A couple of things to look at:

1. Several users have reported that having previous other, non-Veeam snapshots can cause the VM to hang

2. Like Joergr, I would agree that the problem is likely storage related. The snapshot removal process significantly lowers the total IOPS that can be delivered by the VM because of additional locks on the VMFS storage due to the increase in metadata updates, as well as the added IOP load of the snapshot removal process itself. In most environments, if you're already over 30-40% IOP load for your target storage, which isn't uncommon with a busy SQL/Exchange server, then the snapshot removal process will easily push that into the 80%+ mark, and, likely much higher. Most storage arrays will see a significant latency penalty once IOP's get into the 80%+ mark which will of course be detrimental to application performance.

As an example, my older Equallogic storage arrays typically provide 3.5ms read latency when running at a 40% IOP load, but at 90% IOP load, which can happen during snapshot removal, read latency spikes to 7.5-10ms. That effectively means that IOPs required for Exchange are 2-3x slower but this doesn't tell the entire picture for how much Exchange might slow down. If Exchange cannot get the IOPs that are required to satisfy a user request before the next user request is made, the queue will grow as MAPI request are served slower than they come in. This is just like an Interstate that is unable to service the traffic that is flowing into it. If you're planning to use a repliation solution that is dependent on VMware snapshots you have to know that your storage can serve not just the IOPS for normal operations, but can maintain that performance during snapshot operations.

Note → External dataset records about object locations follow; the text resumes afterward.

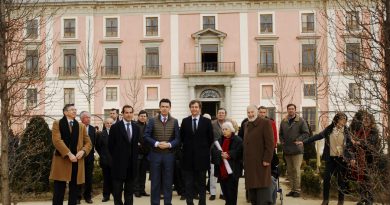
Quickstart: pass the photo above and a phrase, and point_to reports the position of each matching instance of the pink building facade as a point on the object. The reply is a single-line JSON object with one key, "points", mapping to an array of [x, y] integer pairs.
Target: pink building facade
{"points": [[225, 53]]}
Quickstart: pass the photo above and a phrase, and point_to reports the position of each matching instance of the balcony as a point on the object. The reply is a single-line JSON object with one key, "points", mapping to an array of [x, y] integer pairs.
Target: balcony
{"points": [[151, 71], [111, 71], [210, 69], [267, 69], [308, 68], [68, 72]]}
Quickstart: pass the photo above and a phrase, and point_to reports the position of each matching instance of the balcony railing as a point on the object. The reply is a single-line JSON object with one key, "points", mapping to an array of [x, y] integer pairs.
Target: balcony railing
{"points": [[111, 71], [68, 72], [151, 71], [267, 68], [210, 68], [308, 68]]}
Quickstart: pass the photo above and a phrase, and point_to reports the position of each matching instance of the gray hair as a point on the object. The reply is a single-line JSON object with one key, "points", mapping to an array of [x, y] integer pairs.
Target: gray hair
{"points": [[229, 126], [207, 116]]}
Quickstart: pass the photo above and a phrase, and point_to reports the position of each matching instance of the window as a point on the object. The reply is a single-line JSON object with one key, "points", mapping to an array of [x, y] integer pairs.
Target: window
{"points": [[32, 62], [354, 92], [208, 22], [151, 26], [266, 26], [112, 67], [32, 97], [152, 93], [309, 114], [308, 58], [70, 63], [152, 57], [352, 20], [307, 20], [267, 92], [267, 58], [111, 94], [271, 112], [352, 55], [111, 27], [69, 96], [309, 90], [32, 29], [69, 28]]}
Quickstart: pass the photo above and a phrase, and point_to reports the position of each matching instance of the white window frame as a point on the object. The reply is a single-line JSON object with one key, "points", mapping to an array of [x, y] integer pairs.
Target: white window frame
{"points": [[300, 22], [62, 27], [104, 26], [158, 26], [39, 29], [105, 94], [259, 23], [216, 20]]}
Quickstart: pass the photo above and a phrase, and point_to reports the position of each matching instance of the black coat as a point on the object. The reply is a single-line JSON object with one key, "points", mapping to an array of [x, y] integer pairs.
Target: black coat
{"points": [[196, 146], [102, 148], [124, 153], [326, 134], [92, 135], [235, 153]]}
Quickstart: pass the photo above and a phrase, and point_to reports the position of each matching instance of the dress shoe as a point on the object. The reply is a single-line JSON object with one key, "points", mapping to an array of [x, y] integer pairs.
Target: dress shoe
{"points": [[296, 194], [137, 194], [291, 193], [144, 194]]}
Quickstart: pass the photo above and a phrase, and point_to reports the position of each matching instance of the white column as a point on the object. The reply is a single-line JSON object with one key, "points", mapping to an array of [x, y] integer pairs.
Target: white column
{"points": [[228, 96]]}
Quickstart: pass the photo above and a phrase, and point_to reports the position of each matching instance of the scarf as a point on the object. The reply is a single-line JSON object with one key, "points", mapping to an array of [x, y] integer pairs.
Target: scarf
{"points": [[70, 138], [225, 148]]}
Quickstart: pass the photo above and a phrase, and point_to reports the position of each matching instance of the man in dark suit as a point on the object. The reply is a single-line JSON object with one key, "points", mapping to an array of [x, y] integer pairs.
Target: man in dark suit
{"points": [[105, 158], [85, 118], [162, 134], [196, 133], [122, 144]]}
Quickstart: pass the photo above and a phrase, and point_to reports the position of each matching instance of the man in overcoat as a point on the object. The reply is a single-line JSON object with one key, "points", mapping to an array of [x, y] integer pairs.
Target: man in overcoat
{"points": [[72, 144], [258, 152]]}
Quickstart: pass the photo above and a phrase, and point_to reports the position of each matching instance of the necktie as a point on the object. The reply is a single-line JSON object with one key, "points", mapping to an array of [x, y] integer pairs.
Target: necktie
{"points": [[128, 131], [194, 125]]}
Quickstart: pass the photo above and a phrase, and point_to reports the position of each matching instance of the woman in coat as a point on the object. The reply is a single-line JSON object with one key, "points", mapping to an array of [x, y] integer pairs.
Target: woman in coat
{"points": [[231, 151], [336, 154], [366, 148]]}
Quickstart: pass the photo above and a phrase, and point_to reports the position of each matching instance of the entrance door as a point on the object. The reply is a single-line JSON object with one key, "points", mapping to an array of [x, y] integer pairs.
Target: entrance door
{"points": [[210, 108]]}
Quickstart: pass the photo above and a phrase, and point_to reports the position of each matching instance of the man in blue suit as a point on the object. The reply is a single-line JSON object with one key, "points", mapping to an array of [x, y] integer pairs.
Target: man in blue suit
{"points": [[162, 134], [123, 146], [196, 133]]}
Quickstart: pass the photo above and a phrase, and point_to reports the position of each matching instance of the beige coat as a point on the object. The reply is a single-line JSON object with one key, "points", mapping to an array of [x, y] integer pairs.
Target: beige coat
{"points": [[258, 147], [61, 166]]}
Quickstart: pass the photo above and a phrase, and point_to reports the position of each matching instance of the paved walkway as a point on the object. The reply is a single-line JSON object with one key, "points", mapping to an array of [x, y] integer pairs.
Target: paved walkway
{"points": [[176, 199]]}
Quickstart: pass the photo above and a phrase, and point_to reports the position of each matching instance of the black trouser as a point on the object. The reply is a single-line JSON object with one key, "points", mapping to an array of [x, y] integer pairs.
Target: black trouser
{"points": [[118, 188], [107, 181], [87, 187], [59, 189], [193, 178], [335, 166], [229, 188], [140, 180]]}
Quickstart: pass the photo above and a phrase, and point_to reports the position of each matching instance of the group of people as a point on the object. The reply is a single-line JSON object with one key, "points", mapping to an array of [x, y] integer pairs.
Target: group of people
{"points": [[184, 155]]}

We've had some success by increasing the shares for storage on our IOP heavy VM's but I don't think this is some great solution.

3. One suggestion would be to upgrade to ESX 4.1. We've seen huge improvement in the snapshot consolidation process with ESX 4.1 on our Equallogic SAN clusters, and I highly suggest it. If this isn't possible, at least apply all of the latest ESX 4.0 patches.
tsightler
Veeam Software
 
Posts: 4768
Liked: 1737 times
Joined: Fri Jun 05, 2009 12:57 pm
Full Name: Tom Sightler

Re: Snapshot removal issues of a large VM

Veeam Logoby Gostev » Wed Nov 10, 2010 10:55 pm

Tom, do your already have your Equallogic SAN on 5.0.2 firmware? Because in that case, improvement that you see may come from VAAI, which is not available for every storage?
Gostev
Veeam Software
 
Posts: 21390
Liked: 2349 times
Joined: Sun Jan 01, 2006 1:01 am
Location: Baar, Switzerland

Re: Snapshot removal issues of a large VM

Veeam Logoby matarvai » Thu Nov 11, 2010 3:47 am

I will upgrade ESXi to 4.1 at weekend. Let's see if that helps
matarvai
Enthusiast
 
Posts: 30
Liked: never
Joined: Wed Apr 07, 2010 9:49 am
Full Name: Marko Tarvainen

Re: Snapshot removal issues of a large VM

Veeam Logoby joergr » Thu Nov 11, 2010 7:31 am

Great, please keep us updated when you upgraded to esxi 4.1. Could you also provide some intel about your DAS? Vendor? SAS or SATA? 15K/10K/7K? Number of spindles? RAID Level? And the interface to your host?

best regards,
Joerg
joergr
Expert
 
Posts: 377
Liked: 39 times
Joined: Tue Jun 08, 2010 2:01 pm
Full Name: Joerg Riether

Re: Snapshot removal issues of a large VM

Veeam Logoby matarvai » Thu Nov 11, 2010 7:33 am

Here is information about DAS. Vender HP, P400 controller, 8x 146GB 10K SAS, two RAID-10 arrays, both have four disc.
matarvai
Enthusiast
 
Posts: 30
Liked: never
Joined: Wed Apr 07, 2010 9:49 am
Full Name: Marko Tarvainen

Re: Snapshot removal issues of a large VM

Veeam Logoby joergr » Thu Nov 11, 2010 7:52 am

Good lord, this is 4(!) 10K spindles for direct IO access, quite bad in my opinion for performance considerations. Don´t expect miracles with this setup but believe me, ESXi 4.1 will get more out of it than ESX4.

best regards,
Joerg
joergr
Expert
 
Posts: 377
Liked: 39 times
Joined: Tue Jun 08, 2010 2:01 pm
Full Name: Joerg Riether

Re: Snapshot removal issues of a large VM

Veeam Logoby tsightler » Thu Nov 11, 2010 2:48 pm

Gostev wrote:Tom, do your already have your Equallogic SAN on 5.0.2 firmware? Because in that case, improvement that you see may come from VAAI, which is not available for every storage?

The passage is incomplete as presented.